IRIS in the context of histoplasmosis is a rare but crucial phenomenon. There have been several reported cases of pleural effusion as a manifestation of the initial primary infection with the organism, however, we could not find any cases of IRIS-associated pleural effusion. No report has been published, to our knowledge, of a case of an HIV-positive individual with disseminated histoplasmosis infection. The diagnosis of IRIS is typically made based on the presence of new or worsening symptoms after ART initiation in the context of a positive histoplasmosis diagnosis [5]. The clinical presentation of IRIS can vary, but common symptoms include fever, night sweats, and increased respiratory symptoms such as cough, shortness of breath, and in our case an isolated pleural effusion [4], [5].

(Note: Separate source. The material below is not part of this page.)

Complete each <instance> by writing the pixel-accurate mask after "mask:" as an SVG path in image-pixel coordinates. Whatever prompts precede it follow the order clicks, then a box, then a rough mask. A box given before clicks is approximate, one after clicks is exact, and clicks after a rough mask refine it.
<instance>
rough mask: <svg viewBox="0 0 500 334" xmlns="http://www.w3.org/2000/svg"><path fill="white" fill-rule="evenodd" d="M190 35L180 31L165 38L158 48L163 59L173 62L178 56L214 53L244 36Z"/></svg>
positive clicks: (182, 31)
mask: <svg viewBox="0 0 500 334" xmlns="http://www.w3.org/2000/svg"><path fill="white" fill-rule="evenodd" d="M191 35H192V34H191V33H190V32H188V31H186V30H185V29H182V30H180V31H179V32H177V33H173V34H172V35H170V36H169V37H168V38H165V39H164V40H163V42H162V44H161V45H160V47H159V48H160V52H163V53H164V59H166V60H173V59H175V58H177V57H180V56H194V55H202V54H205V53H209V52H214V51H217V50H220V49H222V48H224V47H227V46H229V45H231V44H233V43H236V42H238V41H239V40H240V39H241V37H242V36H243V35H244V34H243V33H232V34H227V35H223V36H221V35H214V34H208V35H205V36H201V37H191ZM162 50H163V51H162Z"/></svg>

The treatment of disseminated histoplasmosis and IRIS typically involves antifungal therapy and management of inflammation [4]. Amphotericin B is the most commonly used antifungal medication for disseminated histoplasmosis and depending on the severity of the disease is generally followed by a course of oral Itraconazole for up to 1 year [3]–[5]. In cases of IRIS, antifungal therapy is continued, and corticosteroids may be added to reduce inflammation and control symptoms. The duration and dose of corticosteroids depend on the severity of symptoms and the individual patient’s response.
Conclusions
Our case highlights a rare and unusual presentation of histoplasmosis associated with IRIS and reminds us of the importance of close monitoring of patients in the weeks immediately following the initiation of ART. Further studies are necessary to better characterize and understand the findings and risk factors associated with IRIS.